The Long Goodbye (1973) / Mystery-Thriller

MPAA Rated: R for violence, nudity and language
Running Time: 112 min.

Cast: Elliott Gould, Nina Van Pallandt, Sterling Hayden, Mark Rydell, Henry Gibson, Jim Bouton, David Arkin, David Carradine (cameo), Arnold Schwarzenegger (cameo)
Director: Robert Altman
Screenplay: Leigh Brackett (based on the novel by Raymond Chandler)

Elliott Gould (The Big Hit, American History X) stars as private investigator Philip Marlowe, who one night receives a visit from a dear old friend named Terry Lennox (Bouton) after he's had a squabble with his wife.  At his behest, Lennox has Marlowe drive him to the border crossing into Tijuana.  Marlowe comes home to find the cops waiting for him, claiming Lennox is wanted for the murder of his wife, and threatening to charge him with accessory to murder if he doesn't answer any questions.  Marlowe is released when the cops inform him that the case is solved; Lennox has taken his own life.  Marlowe isn't satisfied with the open-and-shut nature of the police investigation, and knows his friend is innocent, but he enters into another case of a wealthy woman named Eileen Wade (Van Pallandt, American Gigolo), who hires him to find her wayward drunken husband, Roger (Hayden, The Godfather).  It's a simple case, but it seems there is more than meets the eyes, as the Wades have ties into the Lennox case that may prove Terry's innocence, though only posthumously. 

Noted writer Leigh Brackett (The Empire Strikes Back, Rio Bravo), who wrote the screenplay for a previous Philip Marlowe film, 1942's The Big Sleep, returns to fine form in this other outing that is set in the present day (1973 here).  Director Altman (Brewster McCloud, Short Cuts) would sign on to the project after hearing that Elliott Gould was attached, although only under the condition that Brackett's controversial ending, which differs significantly from Chandler's original novel, be kept as is.  Altman's take greatly streamlines the original work, jettisoning out many of the supporting characters, making the film more about Marlowe's strange odyssey into the current hippie-dippy, health-crazed California climate, searching for his soul in an era that seemingly had no use for a decaying, chain-smoking misanthrope.  This streamlining also allows Altman to beef up the characterizations, with many interesting character touches that add a sense of realism and a touch of (paradoxically) comic sadness to the film that makes it a perplexing and alluring work even to this day.

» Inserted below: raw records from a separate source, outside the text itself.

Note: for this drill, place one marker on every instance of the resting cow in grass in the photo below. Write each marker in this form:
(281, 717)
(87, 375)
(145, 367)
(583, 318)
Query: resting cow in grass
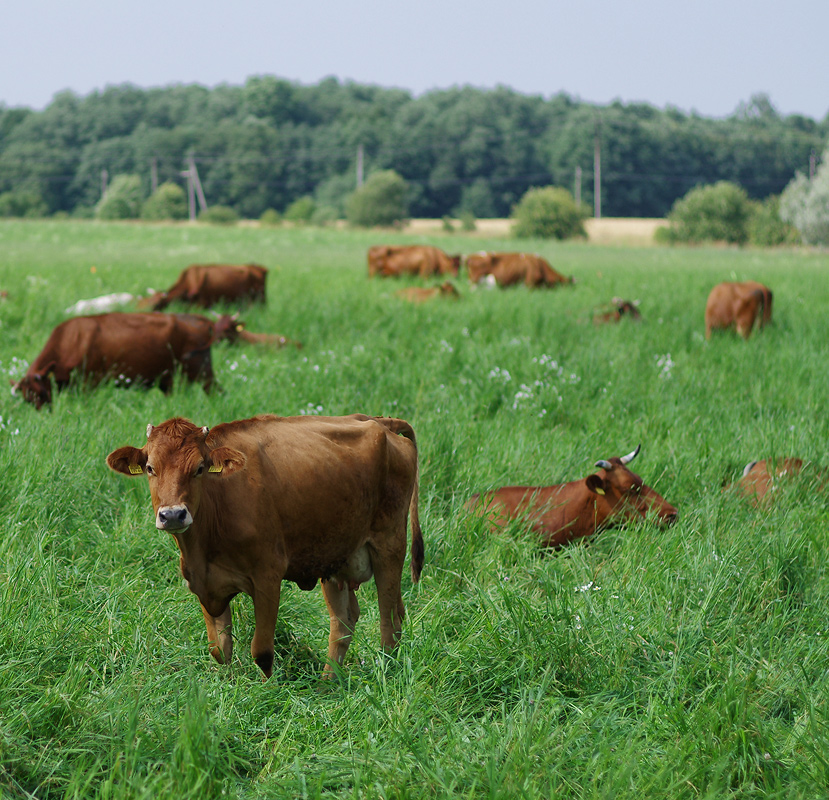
(205, 285)
(738, 305)
(132, 348)
(305, 499)
(562, 513)
(509, 269)
(391, 261)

Gould's career slump, bad marketing, and mediocre reviews didn't help the film's popularity, as The Long Goodbye was given a limited release, only performing well in New York with a different ad campaign.  Not many were in tune with the revisionist Philip Marlowe, making him appear as a disconnected slob who sleepwalks though life without any ability to make sense of his surroundings, not caring about politics, the state of the world, or even the wrongs that may be done upon him as a person (his catchphrase throughout the film is, "That's OK with me").  As the film draws closer to the end, he does manage to wake up to what's really going on, taking action in a way that seems out of place with Marlowe's character, not only in Chandler's books and previous films based on them, but throughout the film itself. 

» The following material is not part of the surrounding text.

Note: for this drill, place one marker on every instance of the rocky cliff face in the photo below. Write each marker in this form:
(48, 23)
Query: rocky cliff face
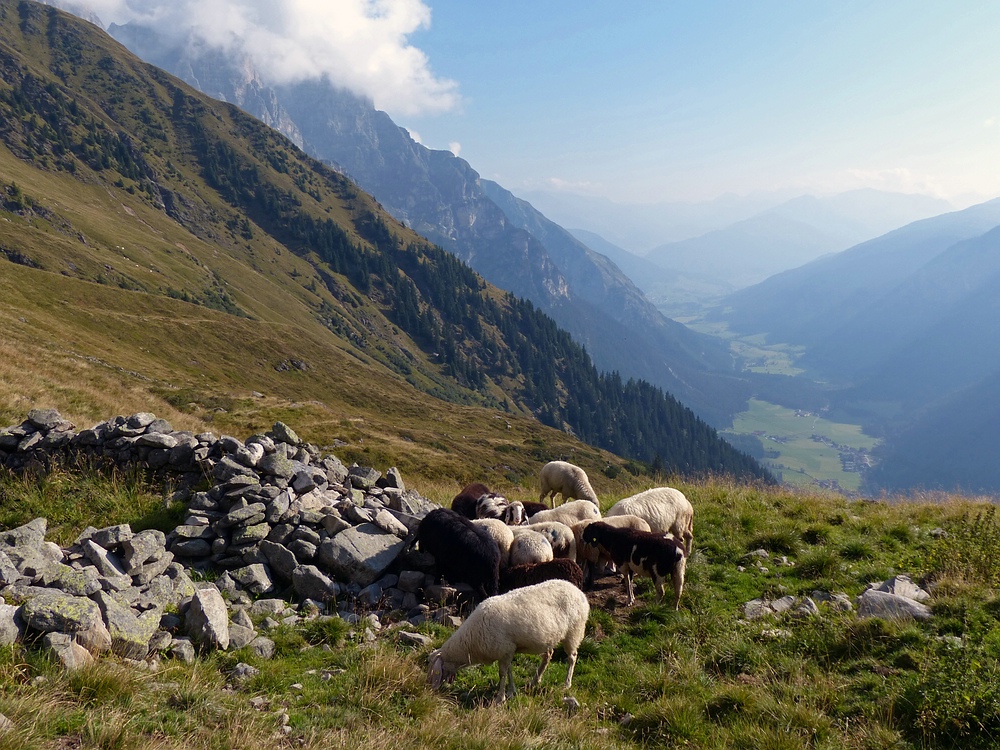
(505, 240)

As the years progressed, The Long Goodbye had started to become a bit of a cult film, and today, it's widely regarded as one of Altman's gems.  It does help to come into the film expecting a biting satire, not only of detective fiction, but also the world of Holly-weird, with all of the motley characters and decrepit morality that exists in Tinseltown.  You can say what you like about the film's lack of adherence to source material, but you'd be hard-pressed to find another film quite like it, with a refreshingly lackadaisical pace and cynical attitude, along with underlying themes about loyalty and betrayal that cut to the heart of how the country was turning its back on the people, and its people to the country, leaving them to have to do for self in this society.  Marlowe snaps out of his slumber to the realization that even he is being used, his loyalties compromising everything he is, and it's not the kind of world he is ready to live in. 

The Long Goodbye is recommended to lovers of Altman, Gould, quirky films of the 1970s, and fans of Chandler who are open-minded in seeing a very different take on the typical hard-boiled noir version that had previously been set in stone.  It's a sentimental commentary that simultaneously deconstructs the crime novel and the Hollywood of the past that relished such gumshoe tales, bringing them forward to a new era, where morality and the lines between what's right and wrong have forever been blurred. 

Altman would continue to use contemporary attitudes to challenge once-vaunted forms of storytelling throughout his career, and The Long Goodbye represents his most bleak commentary on how current-day attitudes signal the death of the old Hollywood, with the final scene every bit the kind of thing that could never be done in the old days of the Production Code, where the good guys could only do good and the bad guys were always defeated in the end.  The Code was lifted in 1967, and everything that had come before eroded into moral ambiguity and a sense that justice was never quite served, corresponding to the prevailing atmosphere in the country at the time. 

Misunderstood at the time of its release, but now seen by many as one of the great films of its era, including myself; The Long Goodbye is much more than OK with me.